Better connectivity led to an explosion of podcasts

This year’s Digital News Report found that more than two-thirds of their group were using podcasts monthly. Voice-activated-speakers appearing at home, such as Amazon Echo and Google Home, and noise-canceling headphones have been a success on the market, lending credit to the argument that accessibility has been the catalyst for evolving preferences. “One theory is that podcasts tend to perform best in countries like the US (33%) and Australia (33%) where people spend a lot of time in their cars”, states the report.

Youngsters love podcasts

The report found a significant difference between the age and the location of podcast listeners. “Proportionally, under 35s listen to twice as many podcasts as over 45s. Older groups, by contrast, remain more likely to listen to radio.”

In a talk, Nic Newman mentioned that the younger generation listens to multiple podcasts because the producer does not matter as much as the content.The primary reason they listen to podcasts is for the information.

“Overall, a third of our sample (34%) listens to a news-related podcast at least monthly, but there are significant country differences.” The report sees a correlation with heavy smartphone use, as in South Korea (58%) and Taiwan (55%) or the time spent in a car, as it is common in the US and Australia.

Easy discovery through voice-activated speakers

The appearance of voice-activated speakers has popularized podcasts, as it’s where people can easily access existing podcasts or listen to  news briefings. “Almost half (43%) access news in some way (flash briefing or similar). Weather is popular (67%), while six in ten (61%) access quick facts.

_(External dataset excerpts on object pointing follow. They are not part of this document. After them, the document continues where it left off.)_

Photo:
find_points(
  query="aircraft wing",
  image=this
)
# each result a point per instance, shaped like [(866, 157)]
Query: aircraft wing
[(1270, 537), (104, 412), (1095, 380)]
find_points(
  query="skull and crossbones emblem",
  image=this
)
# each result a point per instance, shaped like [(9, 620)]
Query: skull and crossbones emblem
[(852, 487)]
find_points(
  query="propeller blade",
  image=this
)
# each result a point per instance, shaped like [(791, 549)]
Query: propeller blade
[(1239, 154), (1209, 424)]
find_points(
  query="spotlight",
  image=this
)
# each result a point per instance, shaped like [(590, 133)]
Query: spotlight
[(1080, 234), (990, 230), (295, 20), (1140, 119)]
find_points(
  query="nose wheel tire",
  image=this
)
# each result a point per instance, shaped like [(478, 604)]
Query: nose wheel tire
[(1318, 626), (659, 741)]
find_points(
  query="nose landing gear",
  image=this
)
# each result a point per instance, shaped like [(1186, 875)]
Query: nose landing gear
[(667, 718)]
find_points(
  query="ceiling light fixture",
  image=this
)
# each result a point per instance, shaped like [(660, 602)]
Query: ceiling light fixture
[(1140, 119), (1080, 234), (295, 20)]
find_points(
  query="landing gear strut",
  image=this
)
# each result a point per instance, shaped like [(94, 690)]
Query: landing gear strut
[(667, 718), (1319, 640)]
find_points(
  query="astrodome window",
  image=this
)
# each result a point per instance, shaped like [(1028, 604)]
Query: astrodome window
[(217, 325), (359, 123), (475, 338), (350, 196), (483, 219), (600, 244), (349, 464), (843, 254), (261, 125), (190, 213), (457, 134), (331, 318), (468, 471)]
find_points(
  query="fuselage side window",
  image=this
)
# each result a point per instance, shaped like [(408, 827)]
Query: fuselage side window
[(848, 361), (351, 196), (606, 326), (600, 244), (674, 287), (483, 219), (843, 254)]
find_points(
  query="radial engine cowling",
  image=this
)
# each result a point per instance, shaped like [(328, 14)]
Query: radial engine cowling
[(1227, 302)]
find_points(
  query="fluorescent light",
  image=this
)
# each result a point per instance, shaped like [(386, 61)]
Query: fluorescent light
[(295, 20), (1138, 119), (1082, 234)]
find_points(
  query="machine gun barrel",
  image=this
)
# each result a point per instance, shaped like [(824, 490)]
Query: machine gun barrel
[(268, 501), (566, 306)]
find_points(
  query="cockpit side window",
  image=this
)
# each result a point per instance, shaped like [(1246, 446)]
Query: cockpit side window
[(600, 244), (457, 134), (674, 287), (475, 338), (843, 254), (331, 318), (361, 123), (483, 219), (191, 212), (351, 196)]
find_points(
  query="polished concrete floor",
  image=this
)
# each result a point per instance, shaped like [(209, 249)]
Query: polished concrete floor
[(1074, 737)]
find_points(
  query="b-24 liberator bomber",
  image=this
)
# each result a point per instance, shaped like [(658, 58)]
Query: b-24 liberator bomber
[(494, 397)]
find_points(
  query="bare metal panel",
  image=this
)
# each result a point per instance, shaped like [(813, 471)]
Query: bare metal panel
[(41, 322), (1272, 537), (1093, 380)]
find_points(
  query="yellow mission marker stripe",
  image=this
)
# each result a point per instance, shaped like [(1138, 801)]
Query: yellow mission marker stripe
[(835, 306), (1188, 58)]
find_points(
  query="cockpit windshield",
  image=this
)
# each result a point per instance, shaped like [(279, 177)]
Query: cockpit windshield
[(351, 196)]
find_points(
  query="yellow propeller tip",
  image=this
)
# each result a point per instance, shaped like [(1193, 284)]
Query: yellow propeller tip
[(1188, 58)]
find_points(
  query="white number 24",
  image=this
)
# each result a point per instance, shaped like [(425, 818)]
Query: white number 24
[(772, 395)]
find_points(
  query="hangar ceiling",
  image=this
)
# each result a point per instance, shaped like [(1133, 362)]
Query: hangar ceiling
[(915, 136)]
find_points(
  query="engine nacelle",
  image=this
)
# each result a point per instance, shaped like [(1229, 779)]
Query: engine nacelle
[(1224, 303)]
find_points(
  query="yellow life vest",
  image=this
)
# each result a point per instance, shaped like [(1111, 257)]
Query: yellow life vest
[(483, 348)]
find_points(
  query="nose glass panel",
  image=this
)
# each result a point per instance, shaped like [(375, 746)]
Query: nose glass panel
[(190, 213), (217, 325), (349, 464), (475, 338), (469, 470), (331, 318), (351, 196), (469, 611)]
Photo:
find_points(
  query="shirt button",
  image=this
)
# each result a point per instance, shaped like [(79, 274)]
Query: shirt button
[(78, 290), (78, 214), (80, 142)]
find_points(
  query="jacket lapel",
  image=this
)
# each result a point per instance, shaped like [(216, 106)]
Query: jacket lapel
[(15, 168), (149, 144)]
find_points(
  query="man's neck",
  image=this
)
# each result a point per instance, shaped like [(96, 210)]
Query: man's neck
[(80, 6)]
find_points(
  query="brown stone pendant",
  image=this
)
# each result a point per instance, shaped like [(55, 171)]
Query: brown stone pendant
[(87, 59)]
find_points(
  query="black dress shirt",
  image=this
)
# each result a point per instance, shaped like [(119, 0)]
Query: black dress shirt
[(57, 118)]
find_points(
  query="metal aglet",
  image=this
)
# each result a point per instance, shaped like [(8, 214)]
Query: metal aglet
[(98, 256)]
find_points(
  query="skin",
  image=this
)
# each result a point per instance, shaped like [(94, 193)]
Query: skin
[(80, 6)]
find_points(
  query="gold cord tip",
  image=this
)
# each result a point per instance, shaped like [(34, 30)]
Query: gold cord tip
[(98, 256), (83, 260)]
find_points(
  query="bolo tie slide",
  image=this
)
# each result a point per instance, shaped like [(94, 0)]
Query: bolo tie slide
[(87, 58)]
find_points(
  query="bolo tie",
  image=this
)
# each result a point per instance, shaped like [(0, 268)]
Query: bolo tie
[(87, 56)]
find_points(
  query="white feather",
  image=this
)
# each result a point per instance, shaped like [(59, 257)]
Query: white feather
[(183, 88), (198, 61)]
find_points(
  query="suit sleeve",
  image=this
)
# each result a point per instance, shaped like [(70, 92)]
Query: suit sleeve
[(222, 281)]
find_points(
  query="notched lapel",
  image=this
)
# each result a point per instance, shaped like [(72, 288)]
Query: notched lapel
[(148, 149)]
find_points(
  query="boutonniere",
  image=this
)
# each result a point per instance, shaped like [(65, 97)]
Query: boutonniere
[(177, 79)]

More than one in ten (14%) say they use the device to listen to podcasts.”

…almost until the end!

Some radio stations offer their shows on-demand, such as the BBC with its iPlayer or NPR. Other news organizations have created series of podcasts, such as “The Daily” by The New York Times. “Data suggests that most podcasts are listened to for at least 90% of their duration, giving the lie to the view that young people have minimal attention spans. With advertising spend on podcasts in the United States rising to $220m, there’s significant commercial opportunity for publishers as well as a route to attracting hard-to-reach millennials.”